It’s helpful here to understand that there are two things involved with digital sampling: Of foremost importance is the sampling; secondarily, subsequent digitization allows us a number of conveniences.
That is, sampling theory does not require digitizing—you can store the analog levels obtained by sampling a signal whose spectrum is below half the sample rate. Play it back by running the samples as analog impulses, at the original sample rate, through a lowpass “reconstruction” filter set just below half the sample rate. You can even perform signal processing on the analog samples before the reconstruction filter, such as an analog multiplier to control gain.
If you’ve even seen or used an analog delay guitar pedal, that’s how it works. But you also might know that fidelity is not great, because it’s not easy to retain the analog values without degradation, resulting in noise and loss of high frequencies. And more advance signal processing in the analog domain can be costly and difficult to implement.

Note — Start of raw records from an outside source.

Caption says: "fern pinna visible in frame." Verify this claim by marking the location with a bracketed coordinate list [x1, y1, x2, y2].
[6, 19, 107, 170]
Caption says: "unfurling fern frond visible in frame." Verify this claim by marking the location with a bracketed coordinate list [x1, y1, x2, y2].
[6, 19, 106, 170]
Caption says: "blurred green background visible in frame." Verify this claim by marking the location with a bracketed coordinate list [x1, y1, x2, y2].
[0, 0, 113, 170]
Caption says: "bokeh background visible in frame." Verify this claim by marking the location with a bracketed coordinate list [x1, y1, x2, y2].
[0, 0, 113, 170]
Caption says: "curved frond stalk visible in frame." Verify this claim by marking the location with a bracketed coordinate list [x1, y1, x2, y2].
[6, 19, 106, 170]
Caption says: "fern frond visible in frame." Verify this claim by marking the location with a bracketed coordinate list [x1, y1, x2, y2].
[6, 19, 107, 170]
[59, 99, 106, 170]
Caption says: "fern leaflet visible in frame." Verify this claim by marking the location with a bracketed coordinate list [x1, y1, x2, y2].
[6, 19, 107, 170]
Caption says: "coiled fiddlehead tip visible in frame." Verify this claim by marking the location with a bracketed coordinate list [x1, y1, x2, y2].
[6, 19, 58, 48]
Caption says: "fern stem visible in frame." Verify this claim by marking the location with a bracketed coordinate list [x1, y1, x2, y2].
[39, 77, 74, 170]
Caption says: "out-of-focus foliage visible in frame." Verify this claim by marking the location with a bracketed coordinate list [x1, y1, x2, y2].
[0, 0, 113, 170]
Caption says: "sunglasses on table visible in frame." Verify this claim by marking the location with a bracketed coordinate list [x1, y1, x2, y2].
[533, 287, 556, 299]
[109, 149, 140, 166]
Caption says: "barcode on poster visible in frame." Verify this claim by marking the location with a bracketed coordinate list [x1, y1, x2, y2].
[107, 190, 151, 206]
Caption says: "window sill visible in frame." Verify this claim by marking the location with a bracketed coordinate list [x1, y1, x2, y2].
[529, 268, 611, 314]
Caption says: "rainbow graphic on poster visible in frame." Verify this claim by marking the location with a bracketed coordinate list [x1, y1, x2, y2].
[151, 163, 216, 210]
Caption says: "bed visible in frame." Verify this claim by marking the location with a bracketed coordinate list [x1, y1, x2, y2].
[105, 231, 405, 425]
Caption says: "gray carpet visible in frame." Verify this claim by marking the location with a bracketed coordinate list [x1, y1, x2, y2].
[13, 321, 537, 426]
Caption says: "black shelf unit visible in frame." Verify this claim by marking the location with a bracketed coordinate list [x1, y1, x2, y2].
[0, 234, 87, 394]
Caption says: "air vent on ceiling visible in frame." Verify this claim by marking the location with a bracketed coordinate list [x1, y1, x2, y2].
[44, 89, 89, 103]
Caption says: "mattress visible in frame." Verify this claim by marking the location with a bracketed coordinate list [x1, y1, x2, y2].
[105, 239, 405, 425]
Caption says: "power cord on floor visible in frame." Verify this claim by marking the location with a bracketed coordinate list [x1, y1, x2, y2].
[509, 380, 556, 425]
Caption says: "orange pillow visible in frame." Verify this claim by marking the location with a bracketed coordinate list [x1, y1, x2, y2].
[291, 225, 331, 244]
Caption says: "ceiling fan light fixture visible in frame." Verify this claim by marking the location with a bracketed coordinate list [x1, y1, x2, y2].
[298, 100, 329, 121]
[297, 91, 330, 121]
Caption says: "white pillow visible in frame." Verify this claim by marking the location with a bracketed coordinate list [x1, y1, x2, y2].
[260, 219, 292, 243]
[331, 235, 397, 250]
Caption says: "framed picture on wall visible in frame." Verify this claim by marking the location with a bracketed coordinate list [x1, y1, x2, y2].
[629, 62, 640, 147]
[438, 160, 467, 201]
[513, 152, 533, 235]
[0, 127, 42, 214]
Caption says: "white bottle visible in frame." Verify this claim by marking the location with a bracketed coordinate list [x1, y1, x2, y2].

But if we digitize those samples, we are assured that they retain their values without change for an indefinite amount of time. And if we store them in a numerical processor, we can use many advanced digital signal processing techniques on them, limited only by the processor speed.
One of the few concessions we must make is that we need to decide on the digital precision we use to obtain and store the digitized values. Fortunately, we’ve been able to get very good precision, affordably. Limits of the human ear and electronics (thermal noise is unavoidable above absolutely zero) run around 20 bits, and we usually support 24 bits mostly because it’s an even byte above the minimum we accept as high-quality (16-bits), and allows for additional headroom.
So, sampling is what you referred to as the X-axis, the time axis. Here you’re mainly talking about long-term clock accuracy and jitter, both of which we’re very good at. We rarely have to worry about this, and it’s not something that normal signal processing algorithms can affect. So while sample rate is an important consideration for bandwidth, maintaining it is not an issue.
And the Y-axis is essentially the digitization accuracy. We’re also very good at that, but in our digital signal processing algorithms we need to take care that we aren’t degrading the level we already have, by neglecting quantization effects that can grow with poorly designed algorithms. Quantization effects are one of the major points that DSP coders need to pay attention to.